Le Concile accepta définitivement le symbole suivant sur lequel est fondée la foi de l’Église catholique. Nous citons textuellement :

« Nous croyons en un Dieu, père tout-puissant, qui a fait toutes les choses visibles et invisibles, et en un Seigneur Jésus-Christ, fils unique de Dieu, engendré par le Père, c’est-à-dire de la substance du Père, Dieu de Dieu et lumière de lumière, véritable Dieu de Dieu véritable, engendré et non fait, consubstantiel au Père, par lequel toutes choses ont été faites au ciel et sur la terre, qui est descendu, s’est incarné et s’est fait homme pour nous et pour notre salut, qui a souffert, qui est ressuscité le troisième jour, qui est monté au ciel, et qui viendra juger les vivants et les morts.
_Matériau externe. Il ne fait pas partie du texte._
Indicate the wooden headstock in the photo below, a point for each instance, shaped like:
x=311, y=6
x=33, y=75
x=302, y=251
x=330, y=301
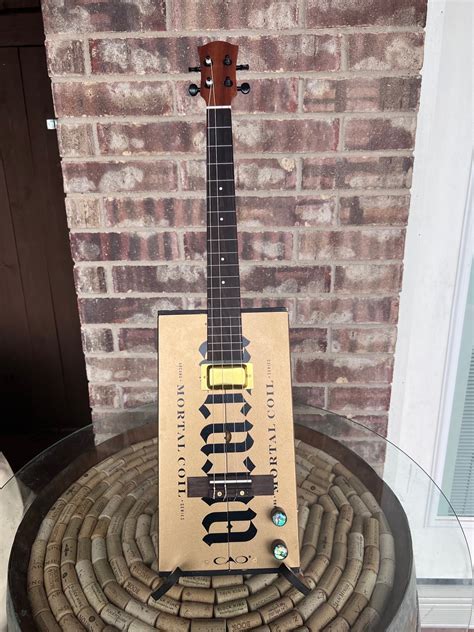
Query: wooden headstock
x=218, y=66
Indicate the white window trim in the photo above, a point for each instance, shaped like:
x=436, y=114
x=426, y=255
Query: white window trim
x=437, y=245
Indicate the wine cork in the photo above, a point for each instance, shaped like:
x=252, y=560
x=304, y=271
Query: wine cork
x=330, y=579
x=371, y=559
x=200, y=595
x=59, y=605
x=262, y=597
x=371, y=532
x=358, y=506
x=200, y=581
x=137, y=589
x=339, y=555
x=355, y=546
x=351, y=572
x=117, y=595
x=310, y=603
x=195, y=610
x=354, y=607
x=142, y=612
x=380, y=597
x=45, y=622
x=247, y=621
x=340, y=594
x=231, y=608
x=215, y=625
x=366, y=583
x=321, y=618
x=338, y=625
x=256, y=583
x=225, y=581
x=95, y=596
x=271, y=611
x=326, y=535
x=289, y=621
x=317, y=568
x=173, y=624
x=368, y=620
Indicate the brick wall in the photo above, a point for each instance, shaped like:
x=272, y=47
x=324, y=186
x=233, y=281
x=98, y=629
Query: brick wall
x=324, y=148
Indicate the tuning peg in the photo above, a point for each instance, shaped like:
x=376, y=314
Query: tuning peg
x=244, y=88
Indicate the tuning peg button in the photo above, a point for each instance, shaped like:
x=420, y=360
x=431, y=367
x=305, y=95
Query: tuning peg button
x=244, y=88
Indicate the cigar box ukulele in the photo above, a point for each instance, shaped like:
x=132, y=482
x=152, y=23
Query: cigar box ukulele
x=227, y=488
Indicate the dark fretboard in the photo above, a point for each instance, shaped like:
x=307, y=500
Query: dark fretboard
x=224, y=325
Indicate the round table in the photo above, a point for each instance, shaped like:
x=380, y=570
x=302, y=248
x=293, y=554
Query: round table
x=404, y=492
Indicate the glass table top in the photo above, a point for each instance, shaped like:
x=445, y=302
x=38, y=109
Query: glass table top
x=441, y=550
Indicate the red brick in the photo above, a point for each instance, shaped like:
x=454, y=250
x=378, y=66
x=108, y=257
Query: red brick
x=343, y=369
x=122, y=98
x=154, y=212
x=126, y=309
x=384, y=243
x=374, y=209
x=136, y=396
x=83, y=212
x=266, y=95
x=138, y=340
x=365, y=172
x=285, y=211
x=286, y=279
x=75, y=139
x=368, y=13
x=97, y=340
x=264, y=53
x=164, y=278
x=70, y=16
x=368, y=278
x=90, y=280
x=374, y=423
x=396, y=133
x=363, y=340
x=111, y=177
x=65, y=57
x=385, y=51
x=252, y=246
x=347, y=399
x=361, y=94
x=145, y=138
x=308, y=396
x=260, y=173
x=286, y=136
x=114, y=369
x=322, y=310
x=104, y=396
x=124, y=246
x=214, y=14
x=308, y=340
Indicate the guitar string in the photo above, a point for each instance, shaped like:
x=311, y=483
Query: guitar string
x=213, y=96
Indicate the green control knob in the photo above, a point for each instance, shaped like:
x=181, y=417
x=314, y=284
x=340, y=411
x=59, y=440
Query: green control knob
x=279, y=550
x=279, y=517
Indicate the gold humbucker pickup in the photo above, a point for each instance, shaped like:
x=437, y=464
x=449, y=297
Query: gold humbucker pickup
x=238, y=376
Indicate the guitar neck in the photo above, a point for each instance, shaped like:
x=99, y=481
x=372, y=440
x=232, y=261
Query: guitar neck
x=224, y=326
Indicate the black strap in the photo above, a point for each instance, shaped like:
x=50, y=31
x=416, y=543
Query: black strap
x=293, y=578
x=167, y=584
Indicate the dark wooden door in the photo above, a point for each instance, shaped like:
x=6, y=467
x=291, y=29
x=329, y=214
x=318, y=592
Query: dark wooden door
x=42, y=369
Et nous croyons au Saint-Esprit. »

Puis, le Concile ajouta cette imprécation : « L’Église de Dieu, catholique et apostolique, anathématise ceux qui disent : Qu’il y avait un temps où le Fils de Dieu n’existait pas, ou qu’il n’existait pas avant d’avoir été engendré, ou qu’il a été fait de rien, ou qu’il est d’une autre substance ou essence que son Père, ou qu’il est créé et sujet au changement. »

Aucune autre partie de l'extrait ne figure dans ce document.